Alberto Nuñez Feijoo also announced that he would be calling fresh street protests against the administration of Spanish Prime Minister Pedro Sanchez for January 28 in Madrid.
“The defeat is for Spain,” Feijoo told reporters on Thursday. “Spaniards are no longer equal before the law. We aren’t free because the prime minister of the nation is satisfying extortion demands with our rights, our security and our money,” he added.
Feijoo’s calls for protest were in response to the Socialists making concessions to the Catalan separatist party Junts per Catalunya in return for support for the decrees it was trying to pass in parliament on Wednesday.
The Socialists are governing in coalition with leftist alliance Sumar, but even together the two parties lack a working majority.
To pass legislation, Prime Minister Sanchez has to rely on support from a series of smaller parties, including Junts, which secured a series of concessions from the government yesterday, including greater control over immigration in the Catalunya region, before eventually abstaining at the vote to allow the decrees to pass.
To complicate the situation further, however, the Socialists’ former coalition partner Podemos voted against one of the decrees, covering a pension rise, which saw it rejected by lawmakers.
According to press reports, there are major concerns in the government that the current term could be highly unstable, should the sometimes chaotic and long-drawn-out debate seen on Wednesday become a regular occurrence.
On Thursday, Feijoo also called for Sanchez to face questioning in Congress to explain the promises he made to Junts ahead of yesterday’s debate. He also said that the PP would appeal the series of decrees approved yesterday with the Constitutional Court.
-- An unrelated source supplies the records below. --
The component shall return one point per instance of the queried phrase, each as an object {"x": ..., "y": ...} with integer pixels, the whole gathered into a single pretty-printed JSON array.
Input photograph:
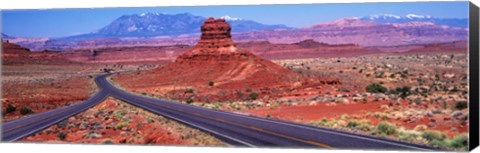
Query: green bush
[
  {"x": 459, "y": 141},
  {"x": 253, "y": 96},
  {"x": 189, "y": 91},
  {"x": 386, "y": 128},
  {"x": 10, "y": 109},
  {"x": 121, "y": 125},
  {"x": 189, "y": 101},
  {"x": 62, "y": 136},
  {"x": 352, "y": 124},
  {"x": 365, "y": 126},
  {"x": 375, "y": 88},
  {"x": 433, "y": 135},
  {"x": 402, "y": 92},
  {"x": 461, "y": 105},
  {"x": 437, "y": 143},
  {"x": 25, "y": 111}
]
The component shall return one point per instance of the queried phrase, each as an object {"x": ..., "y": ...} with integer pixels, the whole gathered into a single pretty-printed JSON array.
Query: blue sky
[{"x": 66, "y": 22}]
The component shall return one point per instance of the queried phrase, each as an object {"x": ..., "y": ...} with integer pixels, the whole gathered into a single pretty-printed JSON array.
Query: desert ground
[
  {"x": 116, "y": 122},
  {"x": 418, "y": 97}
]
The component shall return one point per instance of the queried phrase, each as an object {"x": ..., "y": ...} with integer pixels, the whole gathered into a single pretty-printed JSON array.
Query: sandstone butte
[{"x": 216, "y": 58}]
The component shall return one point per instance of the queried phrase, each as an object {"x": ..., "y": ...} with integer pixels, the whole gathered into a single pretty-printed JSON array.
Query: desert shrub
[
  {"x": 402, "y": 92},
  {"x": 25, "y": 111},
  {"x": 189, "y": 101},
  {"x": 459, "y": 141},
  {"x": 386, "y": 128},
  {"x": 10, "y": 109},
  {"x": 375, "y": 88},
  {"x": 268, "y": 116},
  {"x": 364, "y": 126},
  {"x": 108, "y": 141},
  {"x": 433, "y": 135},
  {"x": 392, "y": 75},
  {"x": 352, "y": 124},
  {"x": 420, "y": 127},
  {"x": 189, "y": 91},
  {"x": 62, "y": 136},
  {"x": 121, "y": 125},
  {"x": 253, "y": 96},
  {"x": 461, "y": 105},
  {"x": 408, "y": 136}
]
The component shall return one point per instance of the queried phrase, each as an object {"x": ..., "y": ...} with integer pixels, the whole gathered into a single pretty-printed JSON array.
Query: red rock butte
[{"x": 217, "y": 59}]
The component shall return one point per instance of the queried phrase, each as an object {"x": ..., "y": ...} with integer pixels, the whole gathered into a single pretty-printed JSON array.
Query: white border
[
  {"x": 71, "y": 148},
  {"x": 46, "y": 4}
]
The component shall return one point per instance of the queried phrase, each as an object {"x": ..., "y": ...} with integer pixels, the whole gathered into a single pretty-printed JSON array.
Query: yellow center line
[{"x": 250, "y": 127}]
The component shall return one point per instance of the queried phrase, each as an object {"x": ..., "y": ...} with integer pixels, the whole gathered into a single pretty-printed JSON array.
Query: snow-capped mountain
[
  {"x": 4, "y": 36},
  {"x": 390, "y": 18},
  {"x": 153, "y": 24}
]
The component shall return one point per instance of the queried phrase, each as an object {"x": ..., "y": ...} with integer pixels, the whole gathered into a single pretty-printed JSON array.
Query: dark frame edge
[{"x": 474, "y": 76}]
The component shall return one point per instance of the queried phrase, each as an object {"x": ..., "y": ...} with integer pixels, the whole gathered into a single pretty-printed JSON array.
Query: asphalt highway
[{"x": 234, "y": 129}]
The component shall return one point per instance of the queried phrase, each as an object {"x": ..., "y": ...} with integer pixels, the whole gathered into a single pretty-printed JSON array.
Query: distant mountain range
[
  {"x": 4, "y": 36},
  {"x": 390, "y": 18},
  {"x": 147, "y": 25},
  {"x": 154, "y": 29}
]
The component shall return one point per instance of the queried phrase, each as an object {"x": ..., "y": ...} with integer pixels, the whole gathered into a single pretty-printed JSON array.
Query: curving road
[{"x": 234, "y": 129}]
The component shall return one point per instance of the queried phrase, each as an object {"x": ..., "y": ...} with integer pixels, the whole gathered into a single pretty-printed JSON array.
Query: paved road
[{"x": 234, "y": 129}]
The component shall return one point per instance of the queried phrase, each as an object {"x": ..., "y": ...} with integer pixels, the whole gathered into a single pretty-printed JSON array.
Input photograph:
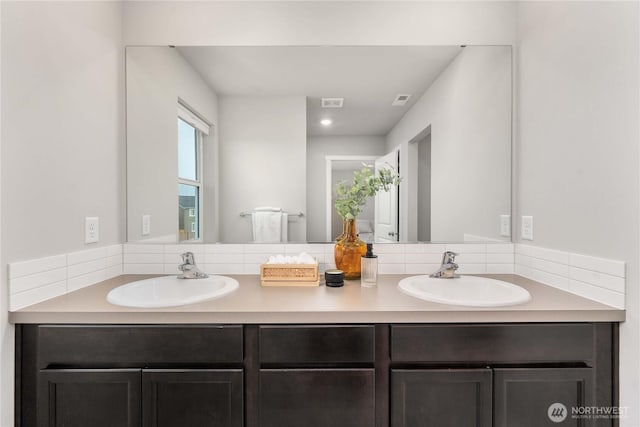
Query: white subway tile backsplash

The PP has already staged a series of anti-government protests, after the Socialists agreed an amnesty deal back in November with Junts and another Catalan separatist party, ERC, that will absolve anyone who was involved in the independence drive in the region over the last decade.
What’s more, there have been near-nightly protests outside the Socialists’ headquarters in Madrid since that same month, also in opposition to the government and its deals with the Catalan separatists.
An investigation has been opened by the police after the demonstrators outside the Socialist HQ hung an effigy of Sanchez from a lamppost and beat it with sticks on New Year’s Eve.